Merle Emberton, a Marine Corps veteran of Vietnam who took part this year, said he deliberately avoided the wall for years.

WASHINGTON D.C., DC — They walked or rolled slowly in wheelchairs past the polished stone face of the Vietnam Memorial Wall.

As the Honor Flight Maine veterans looked into the names of those killed in the Vietnam War, the veterans’ own reflections looked back at them.

It’s part of the genius of that monument, the faces of the living forever united in stone, with the names of the dead.

Several of the Vietnam veterans on this Honor Flight trip had never visited the wall before. Merle Emberton, a Marine Corps veteran of Vietnam, said he had deliberately avoided the wall for years.

“I’ve been in the Washington area before and have avoided it because I didn’t want to be saddened by it,” Emberton said, shortly before the Honor Flight buses rolled up at the memorial site. "It’s hard to get over the loss of a lot of friends, and once you get over it you don’t want to sit there and cry again.”

Emberton said he had a list of names of friends and Marine buddies who died in Vietnam, but left it home on purpose.

Credit: NCM

“And though they were like friends, they were like brothers to me," he said. "The Marine Corps, we’re like brothers. We all serve each other and protect each other.”

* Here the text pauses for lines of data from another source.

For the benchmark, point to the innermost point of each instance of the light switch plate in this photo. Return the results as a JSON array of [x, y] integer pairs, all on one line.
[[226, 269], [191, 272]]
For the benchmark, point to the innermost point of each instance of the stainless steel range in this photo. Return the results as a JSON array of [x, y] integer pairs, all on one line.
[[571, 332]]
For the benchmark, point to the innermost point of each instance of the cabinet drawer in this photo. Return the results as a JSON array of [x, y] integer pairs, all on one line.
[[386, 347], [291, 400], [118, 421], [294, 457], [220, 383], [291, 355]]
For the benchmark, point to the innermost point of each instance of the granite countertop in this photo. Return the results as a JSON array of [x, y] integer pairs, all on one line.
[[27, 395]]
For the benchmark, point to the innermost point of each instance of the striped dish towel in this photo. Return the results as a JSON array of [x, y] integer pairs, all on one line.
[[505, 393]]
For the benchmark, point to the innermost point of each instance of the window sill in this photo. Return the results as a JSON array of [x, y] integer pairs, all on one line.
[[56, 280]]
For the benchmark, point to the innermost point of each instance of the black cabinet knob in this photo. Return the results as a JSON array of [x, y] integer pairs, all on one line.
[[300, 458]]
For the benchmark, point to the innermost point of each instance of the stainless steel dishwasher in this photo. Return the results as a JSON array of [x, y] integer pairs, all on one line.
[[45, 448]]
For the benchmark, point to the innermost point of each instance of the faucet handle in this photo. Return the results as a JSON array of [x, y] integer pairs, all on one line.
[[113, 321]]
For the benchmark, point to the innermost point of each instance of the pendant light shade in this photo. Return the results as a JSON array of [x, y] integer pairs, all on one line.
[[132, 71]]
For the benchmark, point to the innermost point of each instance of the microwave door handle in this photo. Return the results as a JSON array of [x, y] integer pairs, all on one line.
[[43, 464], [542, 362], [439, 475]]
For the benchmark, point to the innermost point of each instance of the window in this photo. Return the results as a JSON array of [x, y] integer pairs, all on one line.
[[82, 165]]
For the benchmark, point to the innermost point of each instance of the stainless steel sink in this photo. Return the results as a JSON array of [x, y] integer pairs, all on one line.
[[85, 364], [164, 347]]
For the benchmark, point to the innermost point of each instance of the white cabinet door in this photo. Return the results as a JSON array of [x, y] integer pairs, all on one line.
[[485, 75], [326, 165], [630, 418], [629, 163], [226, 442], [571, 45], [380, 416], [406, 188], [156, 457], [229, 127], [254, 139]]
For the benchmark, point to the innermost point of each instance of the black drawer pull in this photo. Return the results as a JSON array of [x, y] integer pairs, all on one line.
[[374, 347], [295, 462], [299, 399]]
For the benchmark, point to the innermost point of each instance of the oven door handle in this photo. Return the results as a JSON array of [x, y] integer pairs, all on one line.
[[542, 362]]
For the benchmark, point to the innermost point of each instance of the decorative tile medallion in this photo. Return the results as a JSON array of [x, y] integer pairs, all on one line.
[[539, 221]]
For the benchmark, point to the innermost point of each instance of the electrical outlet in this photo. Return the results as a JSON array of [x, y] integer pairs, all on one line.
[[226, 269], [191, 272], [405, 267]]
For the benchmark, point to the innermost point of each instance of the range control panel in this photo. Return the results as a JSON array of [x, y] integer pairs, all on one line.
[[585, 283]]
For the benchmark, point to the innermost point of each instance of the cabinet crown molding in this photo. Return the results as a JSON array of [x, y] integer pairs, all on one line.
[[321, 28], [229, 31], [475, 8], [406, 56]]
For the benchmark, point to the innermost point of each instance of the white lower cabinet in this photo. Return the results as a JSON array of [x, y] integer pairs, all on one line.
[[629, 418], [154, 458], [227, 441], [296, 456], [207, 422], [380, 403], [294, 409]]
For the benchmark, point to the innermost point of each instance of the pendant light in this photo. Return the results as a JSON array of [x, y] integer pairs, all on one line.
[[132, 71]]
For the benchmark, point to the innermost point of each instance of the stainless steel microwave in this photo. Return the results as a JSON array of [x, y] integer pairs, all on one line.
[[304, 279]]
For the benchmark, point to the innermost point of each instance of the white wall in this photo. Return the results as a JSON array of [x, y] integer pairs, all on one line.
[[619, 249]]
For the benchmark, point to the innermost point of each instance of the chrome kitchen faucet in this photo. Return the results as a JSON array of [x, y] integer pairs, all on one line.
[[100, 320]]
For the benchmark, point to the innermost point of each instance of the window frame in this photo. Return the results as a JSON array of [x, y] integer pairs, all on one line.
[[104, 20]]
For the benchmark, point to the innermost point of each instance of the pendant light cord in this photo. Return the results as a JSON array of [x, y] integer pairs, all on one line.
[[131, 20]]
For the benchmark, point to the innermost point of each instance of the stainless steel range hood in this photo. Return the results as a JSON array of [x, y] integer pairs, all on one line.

Later, he did not say if he still picked out specific names but said the wall was emotional, though he did not cry.

Others did, touching names on the wall, looking for others, and remembering those they lost.

Honor Flight Maine trips celebrate the service of veterans and are often filled with people saying thank you to the vets.

But there are also sobering reminders that those in the military have sometimes had to pay a heavy price.

That reminder is brought home by seeing the solemn, dignified changing of the guard at the Tomb of the Unknown Soldier

The message is felt even more strongly at the Vietnam wall.

On the opposite side the Lincoln Memorial, that same message is sent by the Korean War Memorial, though fewer people are there to see it.

The Korean War is still considered by many to have been America’s “forgotten war," despite the fact that more than 33,000 American service members were killed in Korea.

Credit: NCM

Navy veteran Joe Scarborough, who served on a destroyer along the Korean coast, said the Vietnam War has overshadowed the brutal Korean conflict.

“And we had heavy casualties, Marines and Army especially," he said. "And it wasn’t declared as a war so it gets largely forgotten.”

Fred Collins, an Army combat engineer who has visited the Korean memorial before, said he hasn’t forgotten his time in Korea, either.

“I think of the guys that never came back,” Collins said, choking back tears. “It’s always on your mind, because you think you’re so lucky you did come home."

But this time he traveled home with a different and better memory, after the Korean War veteran, wearing a hat with that logo, met two Korean teenage girls, just a short distance away from the memorial to that war.

“They came down the steps of the Lincoln Memorial, came over and put their arms around me. I said [he used a Korean language greeting] and they said, ‘Wow, thanks very much.’ They were thankful, those people went through a lot.”

Collins is one of several Honor Fight Maine veterans who said they were thanked by Korean families for freeing their country from the Communists 70 years ago.